Open water divers should not be diving to deeper than 60 feet (20 meters) unless they are diving with a professional. With additional training (for example advanced open water) the diver could venture to 100 feet (30 meters). The absolute depth limit for recreational diving specified by most training organizations is 130 feet (40 meters).
Someone once said that there is nothing in the water that is worth to die for. His point is very well taken. So many times, we hear of divers who are injured or worse, due to deep dives that lead to complications. Often there is an equipment malfunction or a diver error that leads to tragedy.
On the other hand, there are divers who are very experienced, trained and equipped who venture to depths well below the recreational limit of 130 feet (40 meters). These divers are in a very different category than the divers that I train and the type of diving that I do. For the purposes of this post, let’s exclude these divers from my comments below.
The depth of a specific dive should be carefully considered based on the individual’s health, experience, training and of course the prevailing conditions. Some of the factors that should be taken into account are:
- How well can you see at depth? (colors appear different at depth)
- What will your bottom time be to explore? (the deeper you are the shorter the bottom time)
- What are the conditions like? (current, marine animals, possible entanglements)

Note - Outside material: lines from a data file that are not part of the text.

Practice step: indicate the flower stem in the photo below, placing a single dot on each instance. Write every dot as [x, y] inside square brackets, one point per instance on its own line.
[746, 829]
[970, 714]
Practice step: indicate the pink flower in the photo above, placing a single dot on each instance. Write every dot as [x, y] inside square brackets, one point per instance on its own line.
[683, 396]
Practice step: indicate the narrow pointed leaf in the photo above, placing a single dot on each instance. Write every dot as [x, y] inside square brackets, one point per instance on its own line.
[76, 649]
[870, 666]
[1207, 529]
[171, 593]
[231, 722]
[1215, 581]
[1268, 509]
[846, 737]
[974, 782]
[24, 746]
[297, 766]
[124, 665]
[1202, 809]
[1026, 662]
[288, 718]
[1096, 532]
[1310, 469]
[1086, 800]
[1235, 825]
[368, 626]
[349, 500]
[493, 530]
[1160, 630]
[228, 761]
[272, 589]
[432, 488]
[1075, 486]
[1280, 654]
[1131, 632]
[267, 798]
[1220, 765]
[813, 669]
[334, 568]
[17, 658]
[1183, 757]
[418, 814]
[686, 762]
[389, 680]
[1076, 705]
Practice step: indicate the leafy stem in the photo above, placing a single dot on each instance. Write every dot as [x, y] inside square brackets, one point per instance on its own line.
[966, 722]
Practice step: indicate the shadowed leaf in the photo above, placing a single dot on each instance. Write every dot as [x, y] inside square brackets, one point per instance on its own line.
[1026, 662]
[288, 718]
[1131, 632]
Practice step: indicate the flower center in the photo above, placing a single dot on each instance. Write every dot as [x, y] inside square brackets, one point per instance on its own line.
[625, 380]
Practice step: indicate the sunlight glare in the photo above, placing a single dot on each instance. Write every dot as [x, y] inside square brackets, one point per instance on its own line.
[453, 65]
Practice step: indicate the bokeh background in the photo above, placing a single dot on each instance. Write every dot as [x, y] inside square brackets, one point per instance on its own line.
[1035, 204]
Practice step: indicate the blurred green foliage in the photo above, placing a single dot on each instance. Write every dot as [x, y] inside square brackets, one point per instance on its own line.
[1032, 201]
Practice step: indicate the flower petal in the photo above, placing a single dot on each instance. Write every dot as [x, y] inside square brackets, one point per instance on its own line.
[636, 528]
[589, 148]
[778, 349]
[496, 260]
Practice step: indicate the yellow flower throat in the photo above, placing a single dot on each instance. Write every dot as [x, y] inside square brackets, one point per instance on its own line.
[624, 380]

The DAN article goes on to caution:
It becomes obvious that there is no safe depth limit that applies to all divers all of the time. A diver’s ability to cope with depth depends on a number of highly variable factors. The depth of the onset of the effects of the exotic cocktail of elevated pressures of nitrogen, carbon dioxide and oxygen, coupled with the sensory deprivation and stress associated with diving, are not always predictable. A dive to 80 feet in cold, dirty water can be far more hazardous than a dive to twice the depth in warm, clear waters. Factors such as visibility, water temperature and diver experience and preparedness greatly affect a diver’s comfort and safety, rather than depth alone.There is no single answer to the question of how deep is deep enough. However, in recreational diving, one should always dive to well within your training and ability while taking the prevailing conditions into account.